Colorado's loud public battle over fracking goes before the state Supreme Court on Wednesday when the justices hear arguments about whether local governments can ban the technique.
Fracking, or hydraulic fracturing, helped set off an energy boom in Colorado. It also stirred up a fight over the potential dangers to the environment, public health and property values.
Two cases are before the Supreme Court on Wednesday: a ban on fracking in Longmont and a five-year moratorium in Fort Collins. The oil and gas industry sued both cities and won in the lower courts.
Whatever the Supreme Court decides, it probably won't be the final word. Fracking critics are also asking voters and state regulators to rein in the oil and gas industry and could take the fight to the Legislature.
Things to know about the fight:
WHY FRACKING MATTERS:
Fracking injects a high-pressure mix of water, sand and chemicals to break open underground formations. Combined with other drilling techniques, it opened up previously inaccessible oil and gas reserves, boosting Colorado's economy. The industry says it's safe, but critics worry about danger to the environment and public health from spills and leaks. Others say around-the-clock noise, lights and fumes from drilling rigs make their homes unlivable as oilfields overlap with growing communities.
THE COURT CASE:
Longmont voters banned fracking inside the city in 2012, and Fort Collins voters approved a five-year moratorium in 2013. The Colorado Oil and Gas Association sued, and lower courts threw out the bans. Both cities appealed, and the Supreme Court will listen to oral arguments on Wednesday.
THE BIG PICTURE:
Oil and gas have traditionally been regulated only by state government in Colorado, but Longmont, Fort Collins and other local governments are challenging that. Energy companies prefer state control—it means they have only one set of rules to worry about, and state law says regulators' job is to foster energy development, not prevent it.
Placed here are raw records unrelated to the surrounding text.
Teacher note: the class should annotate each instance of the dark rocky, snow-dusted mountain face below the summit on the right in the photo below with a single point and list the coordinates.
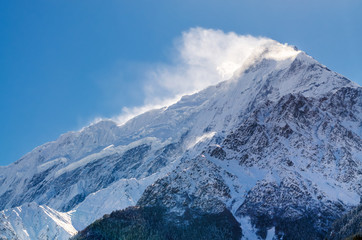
(290, 165)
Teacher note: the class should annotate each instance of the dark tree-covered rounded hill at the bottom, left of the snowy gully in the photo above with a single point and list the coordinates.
(155, 223)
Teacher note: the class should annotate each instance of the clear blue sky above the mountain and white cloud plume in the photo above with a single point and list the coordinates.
(64, 63)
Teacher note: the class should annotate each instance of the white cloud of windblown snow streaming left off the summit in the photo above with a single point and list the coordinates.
(202, 57)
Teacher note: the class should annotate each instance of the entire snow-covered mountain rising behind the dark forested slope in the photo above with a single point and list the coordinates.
(278, 142)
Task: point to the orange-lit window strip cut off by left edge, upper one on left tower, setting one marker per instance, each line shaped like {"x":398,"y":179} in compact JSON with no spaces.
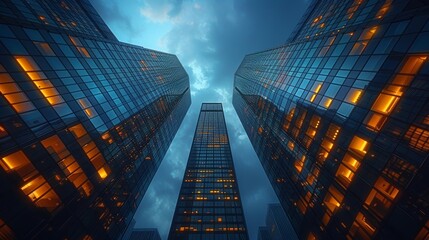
{"x":14,"y":95}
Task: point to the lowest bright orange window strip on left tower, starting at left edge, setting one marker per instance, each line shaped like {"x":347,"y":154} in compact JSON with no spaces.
{"x":35,"y":186}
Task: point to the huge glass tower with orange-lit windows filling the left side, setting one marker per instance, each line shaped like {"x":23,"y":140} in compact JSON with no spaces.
{"x":85,"y":121}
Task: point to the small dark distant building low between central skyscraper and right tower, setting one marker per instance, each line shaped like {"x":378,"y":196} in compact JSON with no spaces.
{"x":278,"y":226}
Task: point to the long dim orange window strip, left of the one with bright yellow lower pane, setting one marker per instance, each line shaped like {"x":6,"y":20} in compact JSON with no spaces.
{"x":68,"y":164}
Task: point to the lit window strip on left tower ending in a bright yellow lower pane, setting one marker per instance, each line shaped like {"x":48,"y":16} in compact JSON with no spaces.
{"x":91,"y":150}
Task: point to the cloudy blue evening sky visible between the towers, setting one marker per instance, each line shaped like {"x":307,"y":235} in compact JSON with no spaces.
{"x":210,"y":38}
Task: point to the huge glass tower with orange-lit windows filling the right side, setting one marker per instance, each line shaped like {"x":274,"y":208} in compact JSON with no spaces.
{"x":339,"y":117}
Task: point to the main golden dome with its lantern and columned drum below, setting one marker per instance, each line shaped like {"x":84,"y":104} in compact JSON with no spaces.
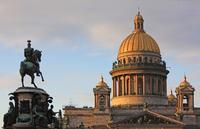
{"x":139,"y":74}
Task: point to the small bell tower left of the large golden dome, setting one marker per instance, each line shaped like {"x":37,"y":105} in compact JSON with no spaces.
{"x":102,"y":97}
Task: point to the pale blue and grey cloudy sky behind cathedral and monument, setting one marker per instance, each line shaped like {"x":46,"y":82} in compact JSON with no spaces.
{"x":80,"y":39}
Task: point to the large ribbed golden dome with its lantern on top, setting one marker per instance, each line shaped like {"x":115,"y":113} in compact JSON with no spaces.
{"x":138,"y":41}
The Supreme Court probably won't reach a decision for weeks or months, and even then it might not be a definitive ruling. The justices could send one or both cases back to the lower courts to reconsider. If that happens, the question would wind up before the Supreme Court again sometime later.
The Supreme Court isn't the only place Colorado's fracking war is being fought. The industry is putting up a stiff fight before the Oil and Gas Conservation Commission, the state's rule-making agency, over proposals to give local governments a consulting role but not veto power on drilling sites. A group called Coloradans for Community Rights wants to put a constitutional amendment on the 2016 ballot that would give local governments the right to regulate oil and gas, which is sure to bring a powerful counter-campaign from the industry. Another group, 350 Colorado, wants the Legislature to replace the Oil and Gas Conservation Commission with two agencies, one to protect residents from the effects of oil and gas and another to encourage renewable energy.